Rachunek sumienia – uzdrowienie wewnętrzne.
1. Uzdrowienie wewnętrzne jest potrzebne, ponieważ jest Kluczem do całkowitego uzdrowienia człowieka fizycznego psychicznego i duchowego. Uzdrowienie polega na tym, że trzeba wyjść poza problemy i znaleźć przyczyn. Jak to zrobić? Poprzez modlitwę do Ducha Św. I refleksję nad całym swoim życiem Koniecznie – modlitwa do Ducha Św. a) stanięcie w prawdzie i pokorze Wypisz swoje nazwisko (bo też może być problem z nazwiskiem – zapisuj) Wiek – ( bo problemy mogą być związane z wiekiem) Płeć ( bo problemy może być związane z płciowością) Zawód wykonywany (pisz jak najwięcej na swój temat) Piszesz o swojej rodzinie(z ilu osób się składa , o swoim otoczeniu, o tym czy dorastałeś w biedzie, czy w obfitości życia) jaka jest Twoja pozycja w rodzinie ( czy jesteś pierwszym, czy drugim , czy trzecim dzieckiem wszystko jest ważne. Na wszystko odpowiadaj. Napisz o swoich przodkach (czy wiesz o jakimś swoim przodku, który może być problemem w naszym życiu, o przodku który zmarł nagle lub gwałtowną śmiercią (pisać wszystko co może mieć znaczenie odnośnie do Twoich przodków).

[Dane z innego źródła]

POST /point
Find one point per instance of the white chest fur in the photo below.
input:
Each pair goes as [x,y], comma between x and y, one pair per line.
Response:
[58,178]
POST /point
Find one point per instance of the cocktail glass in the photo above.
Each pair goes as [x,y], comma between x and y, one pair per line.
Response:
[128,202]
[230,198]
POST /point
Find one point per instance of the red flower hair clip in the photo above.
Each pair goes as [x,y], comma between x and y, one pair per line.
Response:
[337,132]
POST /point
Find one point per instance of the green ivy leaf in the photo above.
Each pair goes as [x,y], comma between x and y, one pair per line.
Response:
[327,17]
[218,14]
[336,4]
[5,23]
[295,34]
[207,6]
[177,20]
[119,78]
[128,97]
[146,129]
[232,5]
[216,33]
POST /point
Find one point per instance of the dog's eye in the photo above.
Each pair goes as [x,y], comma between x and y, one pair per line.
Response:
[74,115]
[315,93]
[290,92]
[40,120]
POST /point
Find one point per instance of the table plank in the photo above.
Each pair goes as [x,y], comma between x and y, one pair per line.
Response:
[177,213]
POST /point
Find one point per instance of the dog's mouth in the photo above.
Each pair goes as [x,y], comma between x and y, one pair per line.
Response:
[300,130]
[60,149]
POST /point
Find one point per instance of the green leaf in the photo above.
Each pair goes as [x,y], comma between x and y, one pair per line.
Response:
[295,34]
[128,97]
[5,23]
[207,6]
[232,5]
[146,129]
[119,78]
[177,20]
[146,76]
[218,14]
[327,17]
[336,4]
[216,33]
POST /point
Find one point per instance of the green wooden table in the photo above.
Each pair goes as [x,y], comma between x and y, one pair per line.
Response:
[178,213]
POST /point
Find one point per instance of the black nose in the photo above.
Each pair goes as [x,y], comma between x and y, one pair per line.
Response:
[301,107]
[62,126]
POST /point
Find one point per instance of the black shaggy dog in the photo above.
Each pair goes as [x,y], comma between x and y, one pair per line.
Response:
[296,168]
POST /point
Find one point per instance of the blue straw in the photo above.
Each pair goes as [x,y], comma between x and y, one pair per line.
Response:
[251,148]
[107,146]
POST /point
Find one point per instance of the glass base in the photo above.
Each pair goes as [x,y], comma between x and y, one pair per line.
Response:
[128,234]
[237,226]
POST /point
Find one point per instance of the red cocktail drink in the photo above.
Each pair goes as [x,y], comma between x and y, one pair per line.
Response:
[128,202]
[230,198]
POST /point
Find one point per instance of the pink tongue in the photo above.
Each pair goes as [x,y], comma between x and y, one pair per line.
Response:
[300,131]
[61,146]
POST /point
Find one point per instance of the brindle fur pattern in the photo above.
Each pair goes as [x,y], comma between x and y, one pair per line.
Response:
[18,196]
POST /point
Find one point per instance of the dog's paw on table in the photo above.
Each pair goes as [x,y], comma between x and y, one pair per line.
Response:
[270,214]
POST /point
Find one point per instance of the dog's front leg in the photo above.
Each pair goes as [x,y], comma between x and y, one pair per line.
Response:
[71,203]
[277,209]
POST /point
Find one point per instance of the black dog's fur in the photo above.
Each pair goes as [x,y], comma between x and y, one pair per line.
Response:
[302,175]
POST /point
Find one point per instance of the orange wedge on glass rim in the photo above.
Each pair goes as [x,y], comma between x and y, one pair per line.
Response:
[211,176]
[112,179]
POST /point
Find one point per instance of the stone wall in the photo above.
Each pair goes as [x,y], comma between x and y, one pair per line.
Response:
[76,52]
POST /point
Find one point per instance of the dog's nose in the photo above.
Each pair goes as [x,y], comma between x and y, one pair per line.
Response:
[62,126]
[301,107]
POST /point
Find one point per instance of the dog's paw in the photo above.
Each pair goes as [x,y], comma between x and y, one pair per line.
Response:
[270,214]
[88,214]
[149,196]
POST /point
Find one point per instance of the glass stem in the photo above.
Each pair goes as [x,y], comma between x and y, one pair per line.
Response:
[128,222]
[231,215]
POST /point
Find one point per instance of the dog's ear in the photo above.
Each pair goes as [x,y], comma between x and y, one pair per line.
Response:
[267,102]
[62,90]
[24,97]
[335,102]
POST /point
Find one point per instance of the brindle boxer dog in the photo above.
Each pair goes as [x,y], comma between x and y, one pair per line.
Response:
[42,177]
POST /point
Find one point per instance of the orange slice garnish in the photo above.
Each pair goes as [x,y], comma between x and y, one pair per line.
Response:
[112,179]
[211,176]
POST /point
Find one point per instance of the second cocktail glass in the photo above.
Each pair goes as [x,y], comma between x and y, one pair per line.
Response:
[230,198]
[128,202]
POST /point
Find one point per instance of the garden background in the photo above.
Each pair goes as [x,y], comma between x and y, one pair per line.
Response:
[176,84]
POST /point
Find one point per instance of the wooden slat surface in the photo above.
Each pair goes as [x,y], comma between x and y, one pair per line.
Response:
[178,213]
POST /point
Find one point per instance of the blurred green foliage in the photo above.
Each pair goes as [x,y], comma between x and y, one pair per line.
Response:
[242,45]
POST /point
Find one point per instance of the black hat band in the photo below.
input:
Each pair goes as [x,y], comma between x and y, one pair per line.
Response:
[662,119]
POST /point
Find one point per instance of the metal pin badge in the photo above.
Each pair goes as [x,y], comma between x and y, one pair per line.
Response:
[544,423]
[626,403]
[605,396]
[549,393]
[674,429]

2. Zasadnicza część do napisania Złe rzeczy które popełniliśmy i które nazywamy osobistym grzechem (tylko dla celów spowiedzi); Złe rzeczy, które inni wam wyrządzili, osobiste zranienia III. Pierwsze to sfera seksualności, gdzie często możemy czuć się winnymi a wyrzucenie tego z siebie znaczy uzdrowienie (przez wypowiedzenie słowami albo przez napisanie tego na papierze) Sfera praktyk okultystycznych – czy były? (nie wystarczy powiedzieć – „byłem u wróżki”, lecz trzeba napisać jak często tam chodziliśmy, co robiliśmy, co robiła ta osoba, co jej daliście, co ona wam dała, każdy szczegół). Dlatego tak szczegółowo piszesz, że powinno się wydobyć przez uzdrawiające światło Chrystusa, całą ciemność całego życia. Możesz wypisać swoje choroby fizyczne, nie dlatego że to samo w sobie jest ważne, ale ponieważ jest dopełnieniem procesu uzdrowienia.
3. Emocje są najpowszechniejszym miejscem wnikania złego Ducha.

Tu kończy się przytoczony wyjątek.